Almost imperceptibly, each person takes one step backward. Then, looking at either the big screen or a wallet-size plastic card hanging from their waists, they introduce themselves to one another by first name and proceed through a nine-step “Pre-Induction Verification” checklist that ensures they’ve got the right patient, know his condition and any allergies, understand the medications the anesthesiologist will use, and have any special equipment they might need. When everyone is finished introducing themselves and all the questions are answered—the whole process takes about three minutes—the time-out ends and the young anesthesia resident cracks open supplies from sealed pouches to begin to put the patient, already partly sedated, fully to sleep. It’s not easy. The patient’s jaw is in such dreadful condition, the resident must intubate him through the nose instead of the mouth, which proves vexing. Tremper, who has the long, slender fingers of a pianist, steps in and steers the tube into the nasal cavity and down the patient’s throat. Soon the patient is out, his vital signs are stable, and the surgery can begin.

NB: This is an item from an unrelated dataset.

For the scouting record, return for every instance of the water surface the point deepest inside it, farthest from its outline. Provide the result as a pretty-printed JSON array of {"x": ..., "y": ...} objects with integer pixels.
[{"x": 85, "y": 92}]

Then the team steps back from the operating table once again.

Each person reviews the steps on the “Pre-Incision Time Out” card to make sure everyone is prepared. They regain their individual and collective focus. And only then does everyone step back to the operating table and the surgeon begins repairing the jaw.


I call time-outs like these “vigilance breaks”—brief pauses before high-stakes encounters to review instructions and guard against error. Vigilance breaks have gone a long way in preventing the University of Michigan Medical Center from transmogrifying into the Hospital of Doom during the afternoon trough. Tremper says that in the time since he implemented these breaks, the quality of care has risen, complications have declined, and both doctors and patients are more at ease.

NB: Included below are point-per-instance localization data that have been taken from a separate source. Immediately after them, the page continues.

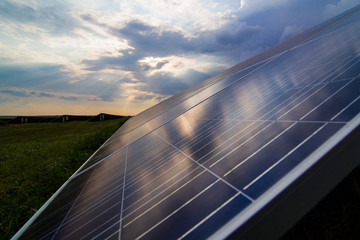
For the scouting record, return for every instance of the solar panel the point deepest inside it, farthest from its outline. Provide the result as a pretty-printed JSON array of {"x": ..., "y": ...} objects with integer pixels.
[{"x": 245, "y": 153}]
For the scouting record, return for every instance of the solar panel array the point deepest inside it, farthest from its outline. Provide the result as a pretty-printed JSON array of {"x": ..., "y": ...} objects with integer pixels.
[{"x": 188, "y": 166}]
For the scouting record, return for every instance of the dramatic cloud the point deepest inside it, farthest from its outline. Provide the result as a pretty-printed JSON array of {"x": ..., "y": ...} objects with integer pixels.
[
  {"x": 132, "y": 54},
  {"x": 291, "y": 31},
  {"x": 15, "y": 93},
  {"x": 336, "y": 8}
]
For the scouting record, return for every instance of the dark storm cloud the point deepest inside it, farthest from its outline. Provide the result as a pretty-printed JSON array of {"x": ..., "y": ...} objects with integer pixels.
[
  {"x": 53, "y": 16},
  {"x": 55, "y": 78},
  {"x": 71, "y": 98},
  {"x": 42, "y": 94},
  {"x": 15, "y": 93},
  {"x": 167, "y": 84}
]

Afternoons are the Bermuda Triangles of our days. Across many domains, the trough represents a danger zone for productivity, ethics, and health. Anesthesia is one example. Researchers at Duke Medical Center reviewed about 90,000 surgeries at the hospital and identified what they called “anesthetic adverse events”—either mistakes anesthesiologists made, harm they caused to patients, or both. The trough was especially treacherous. Adverse events were significantly “more frequent for cases starting during the 3 p.m. and 4 p.m. hours.” The probability of a problem at 9 a.m. was about 1 percent. At 4 p.m., 4.2 percent. In other words, the chance of something going awry while someone is delivering drugs to knock you unconscious was four times greater during the trough than during the peak. On actual harm (not only a slipup but also something that hurts the patient), the probability at 8 a.m. was 0.3 percent—three-tenths of one percent. But at 3 p.m., the probability was 1 percent— one in every one hundred cases, a threefold increase. Afternoon circadian lows, the researchers concluded, impair physician vigilance and “affect human performance of complex tasks such as those required in anesthesia care.”1

Or consider colonoscopies. I’ve reached the age where prudence calls for submitting to this procedure to detect the presence or possibility of colon cancer. But now that I’ve read the research, I would never accept an appointment that wasn’t before noon. For example, one oft-cited study of more than 1,000 colonoscopies found that endoscopists are less likely to detect polyps—small growths on the colon—as the day progresses. Every hour that passed resulted in a nearly 5 percent reduction in polyp detection. Some of the specific morning versus afternoon differences were stark. For instance, at 11 a.m., doctors found an average of more than 1.1 polyps in every exam. By 2 p.m., though, they were detecting barely half that number even though afternoon patients were no different from the morning ones.2

Look at those numbers and tell me when you’d schedule a colonoscopy.3 What’s more, other research has shown that doctors are significantly less likely even to fully complete a colonoscopy when they perform it in the afternoon.4

Basic health care also suffers when its practitioners sail into the day’s Bermuda Triangle. Doctors, for example, are much more likely to prescribe antibiotics, including unnecessary ones, for acute respiratory infections in the afternoons than in the mornings.5 As the cumulative effect of dealing with patient after patient saps doctors’ decision-making resolve, it’s far easier just to write the scrip than suss out whether the patient’s symptoms suggest a bacterial infection, for which antibiotics might be appropriate, or a virus, for which they’d have no effect.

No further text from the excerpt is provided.